Teaching the FCPA to Chinese practitioners provides quite a colorful glimpse into its real-world impact — its successes thus far, and its future prospects. The lawyers’ questions, always framed as hypotheticals, are creative to say the least. Sure, they’re trying to find a workaround. But that they’re even trying — that the importance of complying with bribery prohibitions is slowly embedding in their thinking — is itself quite remarkable. It’s historic.
Indeed, China is now enacting an array of anti-bribery reforms that few anticipated even a few years ago. The country is but the most prominent example of changing global attitudes toward corruption. And let there be no doubt that the U.S. enforcement effort deserves much of the credit. Fisher, Mendelsohn, Duross, and their DOJ/SEC colleagues have have truly made their mark here, permanently and for the better.

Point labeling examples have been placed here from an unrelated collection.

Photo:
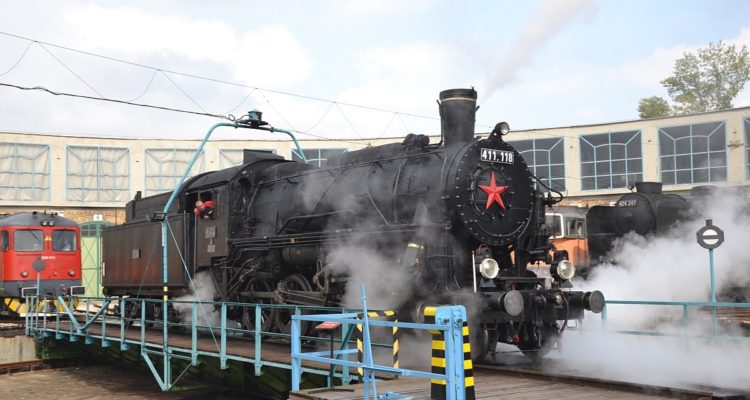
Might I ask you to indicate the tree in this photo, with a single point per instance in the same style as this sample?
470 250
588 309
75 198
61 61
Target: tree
708 80
653 107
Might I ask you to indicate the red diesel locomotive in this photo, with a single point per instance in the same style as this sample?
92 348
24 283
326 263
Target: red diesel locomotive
38 247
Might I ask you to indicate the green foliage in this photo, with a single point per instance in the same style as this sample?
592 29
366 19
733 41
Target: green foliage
653 107
708 80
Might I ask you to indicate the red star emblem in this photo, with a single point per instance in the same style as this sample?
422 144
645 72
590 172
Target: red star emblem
493 192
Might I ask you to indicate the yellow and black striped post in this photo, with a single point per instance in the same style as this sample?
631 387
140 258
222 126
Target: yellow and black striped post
440 358
395 337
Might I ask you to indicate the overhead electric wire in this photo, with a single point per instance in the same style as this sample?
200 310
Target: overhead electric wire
215 80
44 89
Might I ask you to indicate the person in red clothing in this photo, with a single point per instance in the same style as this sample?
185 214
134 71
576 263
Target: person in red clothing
204 209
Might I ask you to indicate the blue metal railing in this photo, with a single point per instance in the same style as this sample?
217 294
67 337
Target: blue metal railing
449 320
713 306
108 321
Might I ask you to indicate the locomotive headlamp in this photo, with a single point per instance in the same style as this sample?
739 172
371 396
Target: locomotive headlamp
489 268
564 270
504 128
512 303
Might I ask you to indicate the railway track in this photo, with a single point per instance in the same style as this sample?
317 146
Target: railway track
23 366
534 371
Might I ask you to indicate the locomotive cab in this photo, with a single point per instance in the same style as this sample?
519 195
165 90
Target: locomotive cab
38 247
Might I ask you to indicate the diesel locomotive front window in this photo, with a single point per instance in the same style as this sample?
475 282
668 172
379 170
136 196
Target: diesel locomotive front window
545 158
693 153
63 241
611 160
575 227
317 157
28 240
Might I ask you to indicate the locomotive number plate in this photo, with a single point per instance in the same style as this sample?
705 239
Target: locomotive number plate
498 156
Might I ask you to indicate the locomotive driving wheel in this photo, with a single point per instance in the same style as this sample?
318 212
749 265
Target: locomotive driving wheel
531 348
247 313
479 339
283 320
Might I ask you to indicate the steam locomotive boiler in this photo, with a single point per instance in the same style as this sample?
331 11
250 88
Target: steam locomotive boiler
646 211
452 222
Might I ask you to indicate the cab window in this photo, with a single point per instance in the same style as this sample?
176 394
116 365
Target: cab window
63 240
28 240
554 222
574 228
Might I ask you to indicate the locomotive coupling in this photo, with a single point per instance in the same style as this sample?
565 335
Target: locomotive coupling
511 302
592 301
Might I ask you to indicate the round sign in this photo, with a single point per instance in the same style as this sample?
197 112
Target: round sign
710 236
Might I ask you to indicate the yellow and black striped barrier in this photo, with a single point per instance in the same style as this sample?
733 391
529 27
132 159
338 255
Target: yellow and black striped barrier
391 315
438 387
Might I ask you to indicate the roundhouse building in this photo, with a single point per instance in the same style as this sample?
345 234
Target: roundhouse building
91 178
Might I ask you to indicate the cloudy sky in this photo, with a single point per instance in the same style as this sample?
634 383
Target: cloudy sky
344 69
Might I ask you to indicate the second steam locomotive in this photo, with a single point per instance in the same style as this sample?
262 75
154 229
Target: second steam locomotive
455 222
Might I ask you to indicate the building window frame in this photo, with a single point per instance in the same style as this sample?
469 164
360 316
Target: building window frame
632 163
44 150
681 164
100 178
549 177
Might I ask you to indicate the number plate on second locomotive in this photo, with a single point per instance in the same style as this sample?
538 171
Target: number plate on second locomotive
500 156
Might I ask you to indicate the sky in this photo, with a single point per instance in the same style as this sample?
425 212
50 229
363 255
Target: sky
343 69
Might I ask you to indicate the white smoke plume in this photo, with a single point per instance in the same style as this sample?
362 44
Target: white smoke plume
670 267
386 283
204 290
551 17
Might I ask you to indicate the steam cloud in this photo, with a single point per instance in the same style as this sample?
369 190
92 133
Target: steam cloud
551 17
204 290
669 268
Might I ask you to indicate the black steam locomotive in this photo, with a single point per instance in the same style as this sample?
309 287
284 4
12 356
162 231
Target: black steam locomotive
647 211
455 222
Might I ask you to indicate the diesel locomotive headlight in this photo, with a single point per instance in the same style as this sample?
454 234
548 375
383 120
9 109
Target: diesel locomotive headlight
489 268
564 270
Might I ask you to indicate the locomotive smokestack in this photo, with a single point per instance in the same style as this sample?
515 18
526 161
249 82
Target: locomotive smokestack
458 109
648 187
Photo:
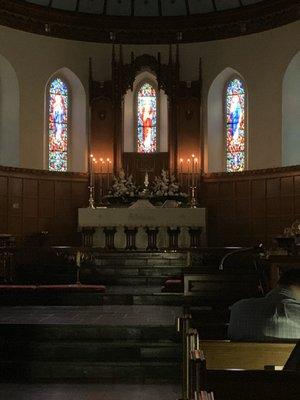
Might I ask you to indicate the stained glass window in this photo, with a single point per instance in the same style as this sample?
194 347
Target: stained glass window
146 119
235 102
58 125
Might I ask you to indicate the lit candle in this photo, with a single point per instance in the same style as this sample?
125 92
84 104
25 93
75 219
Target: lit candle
108 170
193 170
196 169
101 177
180 170
91 169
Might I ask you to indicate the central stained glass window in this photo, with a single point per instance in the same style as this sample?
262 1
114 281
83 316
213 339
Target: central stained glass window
235 103
147 119
58 125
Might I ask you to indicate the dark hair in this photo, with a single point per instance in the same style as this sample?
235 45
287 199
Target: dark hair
290 277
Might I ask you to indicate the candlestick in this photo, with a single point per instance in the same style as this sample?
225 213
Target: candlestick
180 171
91 187
108 172
193 170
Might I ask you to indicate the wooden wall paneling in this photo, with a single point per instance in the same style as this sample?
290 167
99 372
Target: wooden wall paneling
30 206
46 189
102 128
3 204
32 201
189 128
265 201
15 206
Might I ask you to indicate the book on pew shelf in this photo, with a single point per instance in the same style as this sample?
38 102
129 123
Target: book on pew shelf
293 362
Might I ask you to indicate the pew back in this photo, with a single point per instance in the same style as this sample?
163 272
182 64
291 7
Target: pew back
222 354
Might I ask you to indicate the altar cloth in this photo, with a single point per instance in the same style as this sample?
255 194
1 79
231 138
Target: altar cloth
142 217
162 218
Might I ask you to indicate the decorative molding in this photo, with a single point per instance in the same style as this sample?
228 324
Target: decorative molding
43 172
267 14
251 173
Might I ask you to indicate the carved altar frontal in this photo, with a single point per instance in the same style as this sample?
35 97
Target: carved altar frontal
143 219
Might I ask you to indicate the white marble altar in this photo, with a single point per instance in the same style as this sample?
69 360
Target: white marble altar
141 218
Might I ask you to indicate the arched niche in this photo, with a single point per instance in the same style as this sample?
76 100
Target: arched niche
129 114
9 115
215 146
291 113
77 134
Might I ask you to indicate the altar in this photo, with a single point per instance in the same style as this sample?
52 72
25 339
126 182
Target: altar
144 228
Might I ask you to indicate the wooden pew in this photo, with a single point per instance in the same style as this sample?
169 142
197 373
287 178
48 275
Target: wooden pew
204 363
241 384
222 354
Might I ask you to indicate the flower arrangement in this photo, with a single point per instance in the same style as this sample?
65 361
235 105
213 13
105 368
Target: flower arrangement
165 185
123 187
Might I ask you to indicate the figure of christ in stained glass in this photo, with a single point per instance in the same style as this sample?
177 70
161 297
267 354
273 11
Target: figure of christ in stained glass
146 119
58 125
235 126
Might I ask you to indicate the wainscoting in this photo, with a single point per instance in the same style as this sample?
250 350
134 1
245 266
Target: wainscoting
32 201
250 207
243 208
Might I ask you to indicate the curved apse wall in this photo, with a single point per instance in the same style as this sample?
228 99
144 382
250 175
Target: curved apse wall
9 114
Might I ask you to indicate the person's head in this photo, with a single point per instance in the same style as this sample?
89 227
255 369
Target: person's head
291 279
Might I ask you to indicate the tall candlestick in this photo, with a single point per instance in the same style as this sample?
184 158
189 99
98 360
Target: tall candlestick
193 170
91 169
91 187
108 171
180 171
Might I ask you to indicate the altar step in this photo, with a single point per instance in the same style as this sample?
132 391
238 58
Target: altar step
87 371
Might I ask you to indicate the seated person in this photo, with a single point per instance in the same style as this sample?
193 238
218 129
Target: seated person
275 316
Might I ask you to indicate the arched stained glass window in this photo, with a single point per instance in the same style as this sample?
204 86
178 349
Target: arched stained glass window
236 135
146 119
58 125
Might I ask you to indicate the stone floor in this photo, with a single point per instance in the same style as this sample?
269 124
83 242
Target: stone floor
109 315
88 392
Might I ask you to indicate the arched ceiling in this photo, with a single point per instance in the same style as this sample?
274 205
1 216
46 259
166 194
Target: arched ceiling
144 8
147 21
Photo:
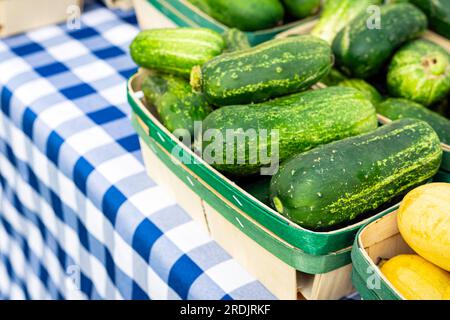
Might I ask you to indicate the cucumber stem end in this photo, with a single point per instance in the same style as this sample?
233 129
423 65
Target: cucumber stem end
196 78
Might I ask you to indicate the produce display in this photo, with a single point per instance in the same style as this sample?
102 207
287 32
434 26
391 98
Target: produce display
272 69
420 71
416 278
337 182
304 120
362 51
395 109
321 94
424 222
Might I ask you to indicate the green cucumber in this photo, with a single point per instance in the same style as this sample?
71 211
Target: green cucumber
336 183
303 120
363 47
248 15
260 189
337 14
438 13
302 8
367 89
420 71
333 78
177 50
274 68
236 40
177 105
395 109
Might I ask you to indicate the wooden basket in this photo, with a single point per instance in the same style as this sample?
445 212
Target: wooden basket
286 258
18 16
171 13
379 240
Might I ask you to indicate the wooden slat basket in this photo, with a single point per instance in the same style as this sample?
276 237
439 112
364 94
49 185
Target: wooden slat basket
379 240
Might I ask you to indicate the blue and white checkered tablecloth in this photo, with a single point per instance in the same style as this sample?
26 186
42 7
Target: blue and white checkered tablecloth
79 218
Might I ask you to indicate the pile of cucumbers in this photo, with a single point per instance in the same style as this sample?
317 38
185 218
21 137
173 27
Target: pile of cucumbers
253 15
337 165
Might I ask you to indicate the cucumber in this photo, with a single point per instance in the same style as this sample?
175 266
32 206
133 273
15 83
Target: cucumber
337 14
395 109
303 120
365 88
438 13
176 51
302 8
236 40
336 183
260 189
333 78
275 68
420 71
361 48
248 15
177 105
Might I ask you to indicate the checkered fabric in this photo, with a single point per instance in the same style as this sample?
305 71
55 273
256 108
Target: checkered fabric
79 218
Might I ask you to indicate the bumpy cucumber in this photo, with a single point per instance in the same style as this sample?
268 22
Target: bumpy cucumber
363 47
420 71
337 14
177 105
248 15
177 50
336 183
302 8
304 121
275 68
333 78
236 40
395 109
367 89
438 13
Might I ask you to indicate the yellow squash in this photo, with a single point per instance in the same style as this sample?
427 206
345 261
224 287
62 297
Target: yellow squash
424 222
416 278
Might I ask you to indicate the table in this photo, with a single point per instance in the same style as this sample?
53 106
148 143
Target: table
79 218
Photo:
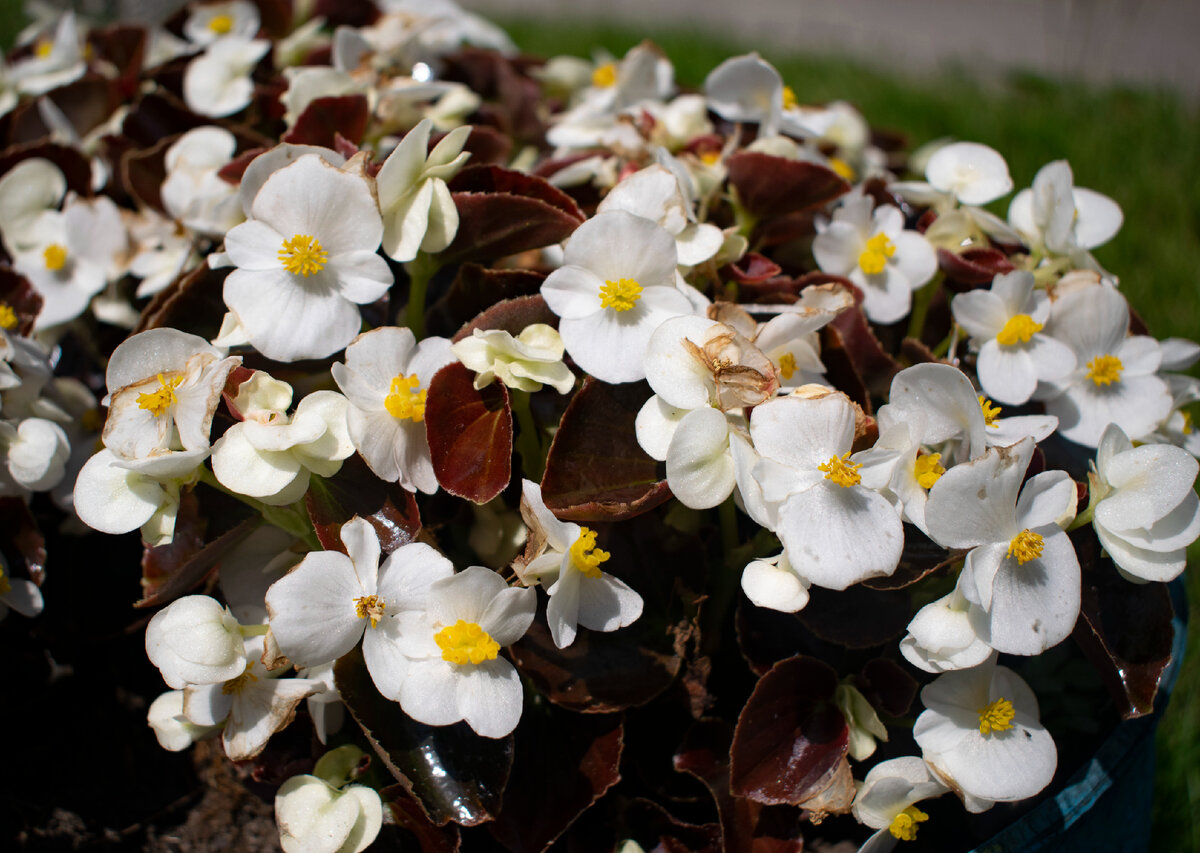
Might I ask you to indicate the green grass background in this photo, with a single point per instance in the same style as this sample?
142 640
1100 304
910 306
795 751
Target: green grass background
1139 146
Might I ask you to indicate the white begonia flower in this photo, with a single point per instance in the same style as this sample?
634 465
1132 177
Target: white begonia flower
616 287
981 736
888 796
876 253
1021 571
253 704
700 370
216 20
217 83
1057 217
942 637
834 530
271 456
72 256
1145 508
387 377
57 60
18 594
532 359
28 191
454 670
655 194
1006 324
321 610
193 193
306 260
196 640
418 212
317 817
171 726
569 570
35 452
1115 379
163 389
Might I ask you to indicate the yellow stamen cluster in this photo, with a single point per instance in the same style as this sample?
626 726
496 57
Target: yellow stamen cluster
55 257
605 76
370 607
990 410
586 556
1019 329
221 24
841 470
465 642
1026 546
1104 370
235 684
406 398
621 294
787 365
874 259
303 256
997 716
928 469
904 826
159 401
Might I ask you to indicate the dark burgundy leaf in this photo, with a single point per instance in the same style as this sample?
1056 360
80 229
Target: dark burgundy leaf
454 774
790 738
564 763
471 434
1123 628
502 212
705 754
595 469
325 118
355 491
773 186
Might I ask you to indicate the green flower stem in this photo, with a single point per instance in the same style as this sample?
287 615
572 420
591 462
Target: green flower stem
528 438
420 270
921 302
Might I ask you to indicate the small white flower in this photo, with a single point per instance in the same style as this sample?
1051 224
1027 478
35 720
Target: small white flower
569 569
454 670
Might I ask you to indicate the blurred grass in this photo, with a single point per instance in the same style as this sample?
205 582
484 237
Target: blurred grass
1140 148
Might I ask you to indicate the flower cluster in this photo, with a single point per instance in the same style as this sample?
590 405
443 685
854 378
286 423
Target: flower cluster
413 326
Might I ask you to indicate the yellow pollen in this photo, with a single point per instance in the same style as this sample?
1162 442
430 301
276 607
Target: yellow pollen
235 684
996 718
586 556
904 826
990 412
1026 546
303 256
621 294
55 257
841 470
370 606
928 469
221 24
605 76
159 401
875 257
1104 370
843 168
406 398
465 642
787 365
1019 329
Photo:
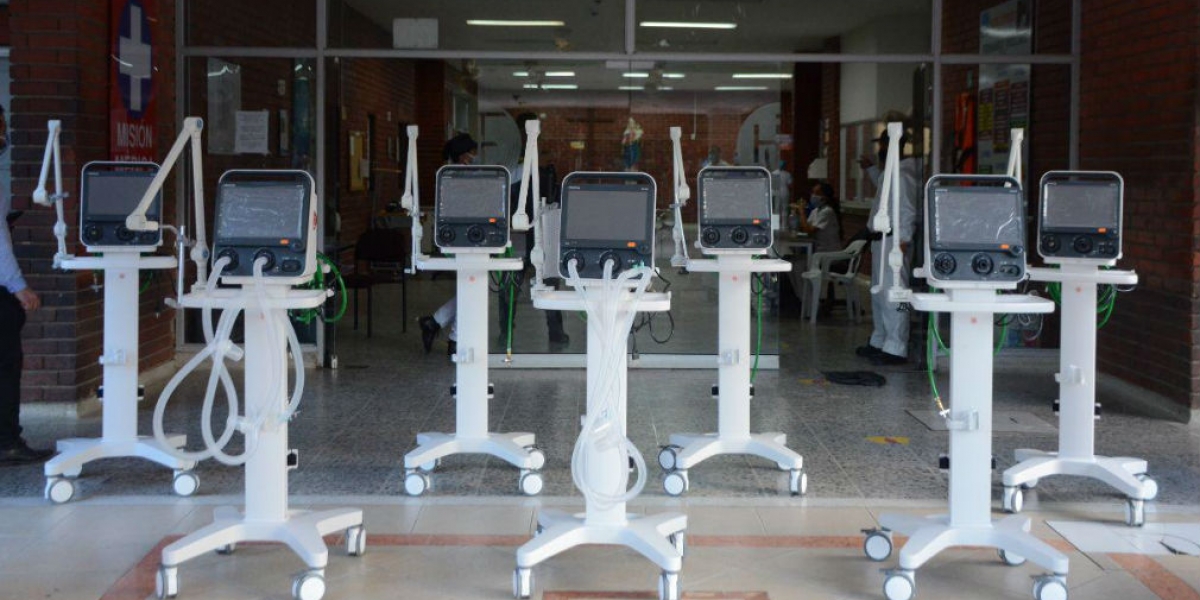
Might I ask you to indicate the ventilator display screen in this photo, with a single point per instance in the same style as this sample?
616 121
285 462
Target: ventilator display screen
607 214
977 216
475 195
262 210
1078 205
736 198
117 193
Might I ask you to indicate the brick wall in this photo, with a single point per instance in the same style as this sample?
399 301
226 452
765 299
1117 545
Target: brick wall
1139 118
60 71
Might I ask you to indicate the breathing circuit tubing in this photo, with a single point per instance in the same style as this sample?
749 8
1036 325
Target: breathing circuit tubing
601 425
219 347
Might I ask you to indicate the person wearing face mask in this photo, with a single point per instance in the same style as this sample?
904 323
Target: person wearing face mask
822 221
459 150
889 340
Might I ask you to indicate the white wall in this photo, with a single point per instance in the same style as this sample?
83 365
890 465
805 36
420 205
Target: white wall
868 90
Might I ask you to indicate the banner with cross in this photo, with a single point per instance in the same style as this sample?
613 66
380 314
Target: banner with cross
132 96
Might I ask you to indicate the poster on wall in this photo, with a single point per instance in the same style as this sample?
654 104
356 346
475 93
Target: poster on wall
1003 89
132 90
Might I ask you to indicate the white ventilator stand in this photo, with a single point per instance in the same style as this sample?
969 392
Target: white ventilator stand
119 433
1077 399
735 355
659 538
472 389
267 516
972 310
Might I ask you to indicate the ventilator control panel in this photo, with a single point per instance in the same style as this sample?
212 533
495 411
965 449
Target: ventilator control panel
267 215
606 217
1080 216
109 191
471 209
735 208
976 233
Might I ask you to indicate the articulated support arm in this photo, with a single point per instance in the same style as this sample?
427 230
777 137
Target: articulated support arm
1014 154
137 220
887 219
53 153
682 195
411 201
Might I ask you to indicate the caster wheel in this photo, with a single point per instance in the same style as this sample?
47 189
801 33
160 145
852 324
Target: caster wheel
1012 559
669 586
537 457
877 545
798 483
357 541
1013 499
1135 513
679 540
676 483
899 586
531 483
185 483
1149 486
522 582
667 457
1050 588
59 490
166 582
415 484
309 586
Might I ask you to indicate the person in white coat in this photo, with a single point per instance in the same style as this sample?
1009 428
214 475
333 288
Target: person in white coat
889 340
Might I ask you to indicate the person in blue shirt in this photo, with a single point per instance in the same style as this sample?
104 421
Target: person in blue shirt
16 300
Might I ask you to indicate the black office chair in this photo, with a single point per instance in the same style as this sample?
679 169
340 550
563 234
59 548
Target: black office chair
379 257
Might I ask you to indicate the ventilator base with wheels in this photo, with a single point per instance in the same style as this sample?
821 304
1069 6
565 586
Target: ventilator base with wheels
513 448
736 354
970 425
1077 400
73 454
659 538
300 531
471 389
120 436
929 535
267 516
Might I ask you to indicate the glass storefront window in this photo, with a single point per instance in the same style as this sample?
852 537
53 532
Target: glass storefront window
531 25
264 24
779 27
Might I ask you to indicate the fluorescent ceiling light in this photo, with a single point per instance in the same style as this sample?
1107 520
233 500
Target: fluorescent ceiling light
549 73
511 23
762 76
679 24
551 87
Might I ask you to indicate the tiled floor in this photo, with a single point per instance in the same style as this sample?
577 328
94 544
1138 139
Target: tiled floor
864 455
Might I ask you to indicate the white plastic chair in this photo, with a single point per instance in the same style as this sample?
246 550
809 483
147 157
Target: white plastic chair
819 275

But China, like most of the world today, is yet in the throes of transformative change. As one student remarked “We are an ancient civilization, but the ancient values have eroded. And the modern values have not yet taken hold.” The ultimate outcome of this change remains to be seen.
What role will the U.S. play? If we care which direction the developing world takes, how can we best promote our best values?
The president of a major Indian conglomerate once told me, “the strongest force for reducing corruption in India will not be anything the Indian government initiates. It will be Indian businesses, and the Indian bureaucracy, working with companies that are subject to the FCPA.”
Such is the most noble aim of the FCPA reform agenda. We should promote transparency and good governance in countries now historically poised to embrace it. And we can do so only to the extent that we’re out there in the world, doing business, complying with the anti-bribery law.
So let’s focus the reform effort on increasing the total volume of ethical business in the world. Find new ways to legitimately bring more foreign companies into its jurisdiction; we can’t wait for other governments to do so. Don’t discourage FCPA-compliant companies from acquiring foreign bribe-payors; get rid of pre-acquisition criminal liability, but diligently impose it post-acquisition. And we should incentivize companies to do everything in their power to prevent bribery while conducting business; to do that, we’ve got to codify the compliance defense.
When we enacted the world’s first statute criminalizing overseas commercial bribery, most everyone thought we were crazy. Nobody thinks we’re crazy now. But the world continues to change, and it’s time for us to change with it, just as we’ve done before. The U.S. Congress invented this law, and the U.S. Congress can now make it right.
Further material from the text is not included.